E oggi che ruolo ha la chiesa nell’edificazione di una città accogliente e “giusta”?
«Oggi siamo chiamati a una presenza diversa, più profetica e spirituale, perché la città ha assunto in sé nei suoi statuti e nella sua cultura molti degli spazi che prima erano lasciati alla spontanea e libera iniziativa».
«Oggi noi cristiani ritorniamo a stare con i poveri: loro sono la nostra famiglia, la nostra casa, i nostri amici. I poveri devono sapere che la chiesa, ossia le comunità dei credenti nel vangelo, è per loro. Non butteremo via le risorse che ci sono state affidate, ma le useremo, anche rimettendoci, per i poveri.
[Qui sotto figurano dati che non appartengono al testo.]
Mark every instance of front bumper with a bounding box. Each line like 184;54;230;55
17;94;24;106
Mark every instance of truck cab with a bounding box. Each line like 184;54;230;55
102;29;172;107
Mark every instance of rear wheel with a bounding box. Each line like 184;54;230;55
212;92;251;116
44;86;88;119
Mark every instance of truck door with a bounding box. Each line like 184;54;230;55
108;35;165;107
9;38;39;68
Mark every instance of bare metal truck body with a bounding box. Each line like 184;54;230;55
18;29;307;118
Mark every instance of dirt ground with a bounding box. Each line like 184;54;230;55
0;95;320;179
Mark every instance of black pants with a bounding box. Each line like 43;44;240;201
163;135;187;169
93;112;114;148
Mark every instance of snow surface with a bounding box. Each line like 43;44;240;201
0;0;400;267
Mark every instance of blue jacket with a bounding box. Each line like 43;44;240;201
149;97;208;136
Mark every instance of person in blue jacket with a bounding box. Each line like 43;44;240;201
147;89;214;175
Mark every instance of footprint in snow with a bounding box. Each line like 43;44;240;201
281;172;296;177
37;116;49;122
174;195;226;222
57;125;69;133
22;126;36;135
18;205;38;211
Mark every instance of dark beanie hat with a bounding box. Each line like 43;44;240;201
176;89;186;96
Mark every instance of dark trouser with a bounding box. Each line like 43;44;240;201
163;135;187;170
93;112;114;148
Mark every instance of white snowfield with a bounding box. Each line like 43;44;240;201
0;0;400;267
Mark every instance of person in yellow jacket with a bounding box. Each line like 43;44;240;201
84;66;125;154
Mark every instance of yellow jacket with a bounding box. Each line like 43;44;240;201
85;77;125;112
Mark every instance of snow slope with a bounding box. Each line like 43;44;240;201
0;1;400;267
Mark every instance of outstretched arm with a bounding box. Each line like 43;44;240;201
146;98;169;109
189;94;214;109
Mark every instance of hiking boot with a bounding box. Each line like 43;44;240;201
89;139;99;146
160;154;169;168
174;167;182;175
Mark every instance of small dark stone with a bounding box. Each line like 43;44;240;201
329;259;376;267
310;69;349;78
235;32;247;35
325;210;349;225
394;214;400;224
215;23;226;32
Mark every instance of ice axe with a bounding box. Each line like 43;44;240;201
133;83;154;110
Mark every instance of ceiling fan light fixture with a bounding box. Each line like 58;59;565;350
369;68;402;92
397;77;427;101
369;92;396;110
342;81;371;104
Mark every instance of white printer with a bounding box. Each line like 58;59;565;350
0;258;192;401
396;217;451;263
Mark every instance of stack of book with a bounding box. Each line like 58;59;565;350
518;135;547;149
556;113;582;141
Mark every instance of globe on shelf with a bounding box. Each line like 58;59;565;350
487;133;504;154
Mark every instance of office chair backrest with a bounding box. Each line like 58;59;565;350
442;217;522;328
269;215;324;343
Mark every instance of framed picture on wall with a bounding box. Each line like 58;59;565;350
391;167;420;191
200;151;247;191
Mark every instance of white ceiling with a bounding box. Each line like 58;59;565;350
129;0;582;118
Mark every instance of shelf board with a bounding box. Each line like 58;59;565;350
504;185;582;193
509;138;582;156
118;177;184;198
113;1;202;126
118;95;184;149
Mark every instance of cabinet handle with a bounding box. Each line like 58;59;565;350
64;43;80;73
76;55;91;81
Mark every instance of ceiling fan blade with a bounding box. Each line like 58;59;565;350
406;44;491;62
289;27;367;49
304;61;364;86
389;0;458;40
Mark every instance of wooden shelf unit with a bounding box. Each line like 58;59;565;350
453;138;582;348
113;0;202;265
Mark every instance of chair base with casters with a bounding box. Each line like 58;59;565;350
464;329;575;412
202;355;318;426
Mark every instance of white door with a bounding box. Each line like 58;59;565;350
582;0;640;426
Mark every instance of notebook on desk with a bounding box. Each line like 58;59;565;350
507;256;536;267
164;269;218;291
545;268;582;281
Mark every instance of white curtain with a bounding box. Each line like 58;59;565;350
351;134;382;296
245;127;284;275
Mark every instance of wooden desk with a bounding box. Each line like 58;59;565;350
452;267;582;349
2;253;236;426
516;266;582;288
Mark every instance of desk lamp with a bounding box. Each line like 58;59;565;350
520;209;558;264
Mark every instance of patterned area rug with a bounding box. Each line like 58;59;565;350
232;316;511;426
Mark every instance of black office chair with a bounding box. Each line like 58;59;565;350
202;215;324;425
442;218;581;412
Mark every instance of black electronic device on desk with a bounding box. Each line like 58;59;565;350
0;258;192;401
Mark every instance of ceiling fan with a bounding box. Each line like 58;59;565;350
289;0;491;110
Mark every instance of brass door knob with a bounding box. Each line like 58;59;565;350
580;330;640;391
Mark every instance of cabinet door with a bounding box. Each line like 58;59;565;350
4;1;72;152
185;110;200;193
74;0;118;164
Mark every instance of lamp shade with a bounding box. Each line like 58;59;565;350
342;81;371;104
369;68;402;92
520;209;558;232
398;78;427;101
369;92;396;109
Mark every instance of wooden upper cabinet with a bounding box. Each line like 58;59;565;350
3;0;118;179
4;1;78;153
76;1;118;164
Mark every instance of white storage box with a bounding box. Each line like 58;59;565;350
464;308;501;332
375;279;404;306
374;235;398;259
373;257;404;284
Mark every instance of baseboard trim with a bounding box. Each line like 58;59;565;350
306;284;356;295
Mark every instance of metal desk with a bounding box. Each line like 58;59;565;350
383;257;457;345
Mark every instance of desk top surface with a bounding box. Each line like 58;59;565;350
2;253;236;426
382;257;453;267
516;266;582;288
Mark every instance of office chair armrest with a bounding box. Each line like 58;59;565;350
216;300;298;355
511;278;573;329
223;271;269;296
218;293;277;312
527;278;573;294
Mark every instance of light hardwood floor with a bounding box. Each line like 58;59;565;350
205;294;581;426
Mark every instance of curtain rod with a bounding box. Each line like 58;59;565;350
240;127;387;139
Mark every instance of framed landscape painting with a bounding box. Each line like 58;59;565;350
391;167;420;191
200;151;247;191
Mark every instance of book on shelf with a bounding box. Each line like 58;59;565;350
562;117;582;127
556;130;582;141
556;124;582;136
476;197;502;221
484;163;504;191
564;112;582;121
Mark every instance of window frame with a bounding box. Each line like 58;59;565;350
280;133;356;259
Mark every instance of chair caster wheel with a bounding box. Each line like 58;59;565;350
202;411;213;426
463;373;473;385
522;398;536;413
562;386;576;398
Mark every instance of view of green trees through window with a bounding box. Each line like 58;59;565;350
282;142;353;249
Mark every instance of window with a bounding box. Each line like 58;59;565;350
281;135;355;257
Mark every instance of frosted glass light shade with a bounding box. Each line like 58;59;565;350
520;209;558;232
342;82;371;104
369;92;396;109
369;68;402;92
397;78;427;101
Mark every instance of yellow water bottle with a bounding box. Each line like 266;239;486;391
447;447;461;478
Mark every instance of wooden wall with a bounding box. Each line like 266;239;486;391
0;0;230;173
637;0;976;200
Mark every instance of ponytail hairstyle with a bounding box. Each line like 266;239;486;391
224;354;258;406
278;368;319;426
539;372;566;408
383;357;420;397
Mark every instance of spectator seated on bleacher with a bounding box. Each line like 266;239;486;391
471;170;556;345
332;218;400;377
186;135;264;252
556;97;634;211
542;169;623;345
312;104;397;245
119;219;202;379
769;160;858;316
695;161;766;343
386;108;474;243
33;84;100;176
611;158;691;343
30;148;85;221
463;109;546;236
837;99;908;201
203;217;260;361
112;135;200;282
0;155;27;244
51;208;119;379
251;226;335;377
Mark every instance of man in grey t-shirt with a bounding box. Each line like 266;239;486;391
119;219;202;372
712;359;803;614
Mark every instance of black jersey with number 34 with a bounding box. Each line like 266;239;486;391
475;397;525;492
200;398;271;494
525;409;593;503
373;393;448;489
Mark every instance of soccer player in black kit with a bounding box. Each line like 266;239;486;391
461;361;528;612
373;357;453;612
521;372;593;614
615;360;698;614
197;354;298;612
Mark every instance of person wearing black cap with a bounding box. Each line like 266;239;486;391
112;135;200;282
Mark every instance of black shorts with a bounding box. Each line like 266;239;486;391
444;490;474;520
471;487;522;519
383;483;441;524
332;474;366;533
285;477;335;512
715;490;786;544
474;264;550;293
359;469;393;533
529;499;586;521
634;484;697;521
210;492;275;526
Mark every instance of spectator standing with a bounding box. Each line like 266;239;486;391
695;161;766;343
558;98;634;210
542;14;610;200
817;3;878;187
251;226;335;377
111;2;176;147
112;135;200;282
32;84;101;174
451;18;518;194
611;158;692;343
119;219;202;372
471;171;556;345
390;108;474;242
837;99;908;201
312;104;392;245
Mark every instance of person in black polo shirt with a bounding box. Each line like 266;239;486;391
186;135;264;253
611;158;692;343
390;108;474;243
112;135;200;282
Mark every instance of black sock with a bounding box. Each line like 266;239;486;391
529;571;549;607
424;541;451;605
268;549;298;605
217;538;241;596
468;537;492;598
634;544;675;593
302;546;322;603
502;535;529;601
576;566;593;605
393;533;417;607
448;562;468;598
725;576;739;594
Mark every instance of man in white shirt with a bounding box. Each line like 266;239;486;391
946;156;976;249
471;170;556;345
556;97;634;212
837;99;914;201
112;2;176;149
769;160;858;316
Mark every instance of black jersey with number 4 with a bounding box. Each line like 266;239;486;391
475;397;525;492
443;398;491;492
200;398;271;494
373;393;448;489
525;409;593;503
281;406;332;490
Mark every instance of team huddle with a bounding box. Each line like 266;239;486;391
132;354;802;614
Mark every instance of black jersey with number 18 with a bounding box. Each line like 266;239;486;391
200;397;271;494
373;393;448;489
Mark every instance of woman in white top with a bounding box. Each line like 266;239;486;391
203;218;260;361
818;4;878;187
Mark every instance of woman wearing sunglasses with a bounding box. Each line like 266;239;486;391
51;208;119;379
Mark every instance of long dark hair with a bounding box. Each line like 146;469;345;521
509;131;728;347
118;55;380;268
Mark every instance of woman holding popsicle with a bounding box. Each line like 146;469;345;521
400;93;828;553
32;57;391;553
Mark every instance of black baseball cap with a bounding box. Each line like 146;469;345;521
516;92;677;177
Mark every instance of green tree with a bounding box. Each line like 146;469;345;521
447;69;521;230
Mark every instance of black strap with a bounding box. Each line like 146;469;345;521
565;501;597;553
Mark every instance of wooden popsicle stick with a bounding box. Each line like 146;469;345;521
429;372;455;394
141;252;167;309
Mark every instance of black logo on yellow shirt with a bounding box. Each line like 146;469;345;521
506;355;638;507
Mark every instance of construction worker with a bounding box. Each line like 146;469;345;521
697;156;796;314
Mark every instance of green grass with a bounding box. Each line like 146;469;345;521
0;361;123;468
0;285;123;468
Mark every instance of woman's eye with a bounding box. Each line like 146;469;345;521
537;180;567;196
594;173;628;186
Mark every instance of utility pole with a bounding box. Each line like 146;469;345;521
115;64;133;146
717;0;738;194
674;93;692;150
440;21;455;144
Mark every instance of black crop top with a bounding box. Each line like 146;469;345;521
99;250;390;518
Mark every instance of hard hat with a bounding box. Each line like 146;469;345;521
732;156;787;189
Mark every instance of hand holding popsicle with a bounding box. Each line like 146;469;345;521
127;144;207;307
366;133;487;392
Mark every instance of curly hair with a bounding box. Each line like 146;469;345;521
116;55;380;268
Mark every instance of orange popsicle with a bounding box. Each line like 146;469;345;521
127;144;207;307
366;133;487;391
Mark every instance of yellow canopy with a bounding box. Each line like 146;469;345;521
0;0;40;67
È una conversione e non sappiamo dove ci porterà ma abbiamo la certezza che dobbiamo portare, nella pace, la vicinanza del Signore».
Invece, per la città, che rapporto ci dovrebbe essere tra carità e giustizia?
«Spetta alla città, alla sua politica, alle sue istituzioni stabilire – in un paese che si costruisce sul diritto e quindi sulla giustizia – che cosa è possibile, partendo da ciò che indica la Costituzione, “garantire” ai cittadini quando ci si ammala, si invecchia, si studia, si perde il lavoro… Dobbiamo proseguire il percorso che porta appunto la città a farsi carico dell’assistenza e della promozione delle persone in difficoltà. In tante occasioni il mondo del volontariato sociale e quello delle comunità cristiane hanno sostituito le istituzioni pubbliche o per lo meno offuscato la loro titolarità a intervenire e a garantire l’assistenza. Quasi che la dimensione della povertà debba essere di competenza della chiesa, del volontariato, della carità, della beneficenza, e non si tratti invece di crescere insieme nella giustizia, nel riconoscimento dei diritti dei cittadini. Come diceva Paolo VI, “non sia dato per carità ciò che è dovuto per giustizia”».